There are many questions one could ask of the Tooth Fairy and her/his admirers. A seven year old interrogates his father:

“Dad, prove the Tooth Fairy exists?”
“Well, Johnny your teeth disappear from under your pillow and money appears.”
“I know. You do it.”
“So, you think I’m a fairy?”
“Ahhh.. Yes.”
“Well, I know it seems difficult to believe but the Tooth Fairy is bigger than me.”

And so continues the dance between logic and illogic, between sense and nonsense.

The more sophisticated seven year old moves the questions up a notch:
“Dad, what use does the Tooth Fairy have for teeth?”
“Dad, what’s the going rate for teeth and who sets the rate?” [I have yet to hear an adult-to-adult conversation on this one].
“Dad, why must my tooth go under a pillow? Why not leave it beside my bed? Why’s the Fairy into pillows?”
“Dad, why does the Tooth Fairy leave money?”

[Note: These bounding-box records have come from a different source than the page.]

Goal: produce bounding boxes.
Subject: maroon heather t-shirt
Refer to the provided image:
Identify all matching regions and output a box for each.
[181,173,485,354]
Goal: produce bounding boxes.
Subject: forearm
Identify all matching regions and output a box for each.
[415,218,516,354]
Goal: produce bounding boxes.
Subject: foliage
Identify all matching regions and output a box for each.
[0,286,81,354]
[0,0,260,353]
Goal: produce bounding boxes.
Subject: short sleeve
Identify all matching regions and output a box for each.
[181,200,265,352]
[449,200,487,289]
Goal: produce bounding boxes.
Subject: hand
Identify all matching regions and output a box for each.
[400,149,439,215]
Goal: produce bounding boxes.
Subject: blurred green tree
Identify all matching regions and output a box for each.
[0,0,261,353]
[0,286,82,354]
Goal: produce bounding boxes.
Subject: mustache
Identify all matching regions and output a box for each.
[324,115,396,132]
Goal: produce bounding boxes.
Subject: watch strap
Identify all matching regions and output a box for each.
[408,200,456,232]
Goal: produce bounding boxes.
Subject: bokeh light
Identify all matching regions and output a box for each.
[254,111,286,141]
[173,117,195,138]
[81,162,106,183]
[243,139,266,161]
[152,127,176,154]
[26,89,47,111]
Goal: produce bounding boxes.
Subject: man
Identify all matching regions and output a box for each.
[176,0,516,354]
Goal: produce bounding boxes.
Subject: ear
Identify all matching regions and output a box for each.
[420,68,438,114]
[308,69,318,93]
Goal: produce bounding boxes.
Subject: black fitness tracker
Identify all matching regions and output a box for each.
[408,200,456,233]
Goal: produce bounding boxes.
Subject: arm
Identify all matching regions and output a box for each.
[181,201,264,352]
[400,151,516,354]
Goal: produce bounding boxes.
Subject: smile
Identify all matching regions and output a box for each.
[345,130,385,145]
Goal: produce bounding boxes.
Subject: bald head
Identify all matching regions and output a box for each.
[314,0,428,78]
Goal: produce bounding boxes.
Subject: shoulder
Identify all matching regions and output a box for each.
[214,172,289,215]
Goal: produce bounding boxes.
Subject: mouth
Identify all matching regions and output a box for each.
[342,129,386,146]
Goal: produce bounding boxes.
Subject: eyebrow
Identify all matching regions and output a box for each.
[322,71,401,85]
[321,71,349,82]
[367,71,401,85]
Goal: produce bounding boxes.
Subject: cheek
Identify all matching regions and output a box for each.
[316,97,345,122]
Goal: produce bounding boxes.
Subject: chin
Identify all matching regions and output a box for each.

The last question, in particular, is one that, similar to the opening of a curtain, allows the world to be seen differently. The horizon starts to expand. The Tooth Fairy leaves money as an acknowledgement that children suffer pain. That such suffering is as unfair as it is inevitable. The Tooth Fairy is a mythic figure of compassion and justice.

Tooth Fairy theology, when you think about it, has some great advantages:

1. It’s simple. Teeth for money. Only a pillow required. No sophisticated belief system with creeds, clergy, and churches.

2. It deftly avoids the politics of dress, gender, body, and religion. Our imaginations shape the Tooth Fairy. S/he doesn’t need a historical, cultural context, or a pouncy red suit with matching beard and reindeer, in order to be authentic. S/he can just do their own thing: conservative or camp, trendy or trashy. The Tooth Fairy fits every size, every political persuasion. S/he is user-friendly.

3. The Tooth Fairy has a single message: practical recompense for pain.